Un événement médical sans précédent a eu lieu récemment à Strasbourg, marquant une nouvelle ère dans le traitement des pathologies fœtales complexes. Un bébé, atteint d’une tumeur vasculaire extrêmement rare connue sous le nom de syndrome de Kasabach-Merritt, a bénéficié d’une intervention révolutionnaire in utero. Détectée lors du septième mois de grossesse à la maternité de Mulhouse, cette tumeur menaçait gravement la vie du fœtus, nécessitant une intervention immédiate et innovante.
Le syndrome de Kasabach-Merritt se caractérise par une tumeur vasculaire agressive qui, en aspirant les plaquettes nécessaires à la coagulation, expose le fœtus à des risques d’hémorragie fatale. Dans ce cas précis, une masse a été détectée au niveau du cou du bébé, avec un potentiel danger de compression des voies respiratoires. Le diagnostic a rapidement orienté le personnel médical vers le centre de référence des anomalies vasculaires des Hospices civils de Lyon, où une solution inédite a été proposée.
La décision audacieuse de traiter in utero
Confrontés à un défi médical de taille, les médecins ont décidé de recourir au Sirolimus, un médicament antiangiogénique administré avant la naissance. C’était une première pour cette pathologie spécifique. Ce traitement a été administré oralement à la mère, lui permettant de franchir la barrière placentaire et de cibler directement la tumeur du fœtus. Professeur Laurent Guibaud, à la tête de cette initiative à Lyon, a souligné que ce traitement représentait « le seul moyen de sauver ce bébé ».
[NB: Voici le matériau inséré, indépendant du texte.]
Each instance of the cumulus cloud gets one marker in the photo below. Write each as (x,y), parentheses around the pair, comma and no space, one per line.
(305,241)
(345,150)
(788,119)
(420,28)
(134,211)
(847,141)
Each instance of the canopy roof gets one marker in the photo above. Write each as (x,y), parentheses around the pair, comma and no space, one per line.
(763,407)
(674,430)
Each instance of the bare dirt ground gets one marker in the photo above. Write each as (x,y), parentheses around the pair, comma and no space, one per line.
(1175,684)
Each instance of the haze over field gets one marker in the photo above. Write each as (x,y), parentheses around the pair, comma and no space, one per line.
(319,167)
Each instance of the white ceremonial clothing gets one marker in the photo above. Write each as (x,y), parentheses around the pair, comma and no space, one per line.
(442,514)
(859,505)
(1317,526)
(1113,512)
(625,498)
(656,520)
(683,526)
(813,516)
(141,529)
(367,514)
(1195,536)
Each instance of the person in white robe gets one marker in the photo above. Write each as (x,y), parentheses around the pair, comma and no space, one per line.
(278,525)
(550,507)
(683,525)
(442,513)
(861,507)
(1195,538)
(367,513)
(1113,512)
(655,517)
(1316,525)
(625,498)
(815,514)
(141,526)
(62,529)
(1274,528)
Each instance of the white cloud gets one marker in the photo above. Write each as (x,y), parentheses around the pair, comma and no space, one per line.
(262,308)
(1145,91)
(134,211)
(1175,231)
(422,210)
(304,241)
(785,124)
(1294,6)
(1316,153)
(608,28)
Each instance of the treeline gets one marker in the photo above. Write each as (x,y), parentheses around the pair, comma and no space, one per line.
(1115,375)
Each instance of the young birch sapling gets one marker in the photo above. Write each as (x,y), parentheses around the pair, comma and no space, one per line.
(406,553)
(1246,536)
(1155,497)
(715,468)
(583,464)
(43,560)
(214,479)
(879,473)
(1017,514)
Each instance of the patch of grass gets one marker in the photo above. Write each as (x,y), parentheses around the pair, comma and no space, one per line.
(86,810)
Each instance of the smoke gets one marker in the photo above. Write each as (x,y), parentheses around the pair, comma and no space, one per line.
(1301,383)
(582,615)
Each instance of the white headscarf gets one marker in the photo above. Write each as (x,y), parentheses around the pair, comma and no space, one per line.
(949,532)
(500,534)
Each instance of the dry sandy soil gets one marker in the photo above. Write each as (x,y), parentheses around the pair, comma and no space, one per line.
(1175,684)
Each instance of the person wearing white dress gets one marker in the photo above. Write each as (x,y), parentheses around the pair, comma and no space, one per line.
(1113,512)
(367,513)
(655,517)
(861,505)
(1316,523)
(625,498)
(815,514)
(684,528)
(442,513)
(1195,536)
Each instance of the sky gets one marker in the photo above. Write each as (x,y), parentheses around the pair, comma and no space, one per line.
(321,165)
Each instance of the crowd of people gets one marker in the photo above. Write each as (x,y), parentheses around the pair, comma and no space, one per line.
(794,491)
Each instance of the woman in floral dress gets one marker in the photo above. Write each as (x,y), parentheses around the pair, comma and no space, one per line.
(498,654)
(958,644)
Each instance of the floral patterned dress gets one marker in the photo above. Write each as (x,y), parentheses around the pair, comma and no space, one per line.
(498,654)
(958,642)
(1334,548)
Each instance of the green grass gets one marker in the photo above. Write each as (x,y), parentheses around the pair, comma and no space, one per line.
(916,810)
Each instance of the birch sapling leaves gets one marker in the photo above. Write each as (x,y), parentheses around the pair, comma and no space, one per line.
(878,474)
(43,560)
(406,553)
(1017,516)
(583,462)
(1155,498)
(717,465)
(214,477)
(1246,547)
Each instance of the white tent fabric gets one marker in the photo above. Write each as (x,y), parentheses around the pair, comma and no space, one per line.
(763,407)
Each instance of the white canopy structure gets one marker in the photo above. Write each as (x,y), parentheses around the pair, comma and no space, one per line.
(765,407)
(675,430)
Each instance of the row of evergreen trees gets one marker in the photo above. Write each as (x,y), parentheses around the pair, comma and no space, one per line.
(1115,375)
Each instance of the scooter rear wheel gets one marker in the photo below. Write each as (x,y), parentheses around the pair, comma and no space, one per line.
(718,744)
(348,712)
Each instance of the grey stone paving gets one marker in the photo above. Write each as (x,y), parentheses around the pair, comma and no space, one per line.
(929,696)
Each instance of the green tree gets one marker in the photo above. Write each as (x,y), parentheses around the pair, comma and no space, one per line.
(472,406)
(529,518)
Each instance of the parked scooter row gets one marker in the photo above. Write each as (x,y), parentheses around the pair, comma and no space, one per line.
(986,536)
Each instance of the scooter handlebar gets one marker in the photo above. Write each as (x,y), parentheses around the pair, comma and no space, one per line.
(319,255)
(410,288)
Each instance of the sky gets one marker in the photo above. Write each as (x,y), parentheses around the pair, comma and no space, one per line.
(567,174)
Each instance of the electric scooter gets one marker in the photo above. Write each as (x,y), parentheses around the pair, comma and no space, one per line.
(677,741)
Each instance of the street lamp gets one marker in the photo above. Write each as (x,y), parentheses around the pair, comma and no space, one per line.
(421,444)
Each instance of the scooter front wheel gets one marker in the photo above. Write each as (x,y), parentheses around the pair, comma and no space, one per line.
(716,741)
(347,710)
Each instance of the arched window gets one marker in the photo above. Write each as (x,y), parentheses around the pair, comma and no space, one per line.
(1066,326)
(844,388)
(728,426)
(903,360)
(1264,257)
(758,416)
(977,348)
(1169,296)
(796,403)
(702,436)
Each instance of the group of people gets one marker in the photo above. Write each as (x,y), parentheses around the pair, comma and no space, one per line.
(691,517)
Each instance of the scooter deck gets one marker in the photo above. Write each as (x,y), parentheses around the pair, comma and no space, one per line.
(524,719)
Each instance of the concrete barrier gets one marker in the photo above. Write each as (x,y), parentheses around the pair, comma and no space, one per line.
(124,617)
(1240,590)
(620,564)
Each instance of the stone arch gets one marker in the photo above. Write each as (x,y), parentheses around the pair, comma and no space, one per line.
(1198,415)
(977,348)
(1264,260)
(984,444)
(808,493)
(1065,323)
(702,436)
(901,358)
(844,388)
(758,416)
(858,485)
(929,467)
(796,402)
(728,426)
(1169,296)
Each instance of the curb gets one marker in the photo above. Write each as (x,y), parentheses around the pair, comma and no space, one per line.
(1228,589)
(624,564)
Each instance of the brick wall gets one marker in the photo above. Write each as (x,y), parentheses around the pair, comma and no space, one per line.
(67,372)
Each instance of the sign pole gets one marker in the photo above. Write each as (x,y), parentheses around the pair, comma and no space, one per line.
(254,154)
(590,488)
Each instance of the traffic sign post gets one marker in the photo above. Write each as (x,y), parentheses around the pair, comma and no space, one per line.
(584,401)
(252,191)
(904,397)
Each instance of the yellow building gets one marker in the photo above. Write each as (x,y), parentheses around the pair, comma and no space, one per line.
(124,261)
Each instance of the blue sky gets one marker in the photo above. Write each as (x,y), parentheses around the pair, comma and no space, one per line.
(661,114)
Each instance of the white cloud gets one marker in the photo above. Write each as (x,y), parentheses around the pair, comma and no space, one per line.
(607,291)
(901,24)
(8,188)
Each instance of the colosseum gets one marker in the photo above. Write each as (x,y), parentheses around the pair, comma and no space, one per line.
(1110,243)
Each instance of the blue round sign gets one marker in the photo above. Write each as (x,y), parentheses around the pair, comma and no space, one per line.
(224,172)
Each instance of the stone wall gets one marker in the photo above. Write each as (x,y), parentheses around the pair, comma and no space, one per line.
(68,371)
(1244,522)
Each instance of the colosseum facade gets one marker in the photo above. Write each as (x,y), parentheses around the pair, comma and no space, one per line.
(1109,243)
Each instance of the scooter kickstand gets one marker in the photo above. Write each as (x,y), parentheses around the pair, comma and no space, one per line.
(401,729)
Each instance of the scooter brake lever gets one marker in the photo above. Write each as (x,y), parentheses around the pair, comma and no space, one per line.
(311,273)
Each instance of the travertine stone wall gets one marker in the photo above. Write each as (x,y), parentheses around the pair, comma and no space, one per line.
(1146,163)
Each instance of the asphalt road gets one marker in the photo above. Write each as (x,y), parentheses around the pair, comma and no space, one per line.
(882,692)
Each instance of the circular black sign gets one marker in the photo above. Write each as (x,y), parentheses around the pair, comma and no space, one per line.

Le traitement anténatal comporte des risques, mais dans des cas où les options sont limitées, il s’est avéré crucial. Les effets secondaires possibles et les complications potentielles ont été minutieusement pesés par le comité médical et la famille avant de se lancer dans cette approche audacieuse.
Résultats et perspectives
Le 14 novembre 2025, au terme de cette grossesse suivie avec une attention particulière, l’enfant est né par césarienne à Strasbourg. Grâce au traitement reçu, la taille de sa tumeur avait considérablement diminué, évitant la nécessité d’une intubation immédiate. S’il a nécessité une transfusion plaquettaire en raison d’un taux bas de plaquettes, ces interventions et soins prodigués ont permis de stabiliser sa condition de manière efficace. « C’est un incroyable succès », commenta le Dr Alexandra Spiegel-Bouhadid, hématologue en charge du suivi pédiatrique de l’enfant.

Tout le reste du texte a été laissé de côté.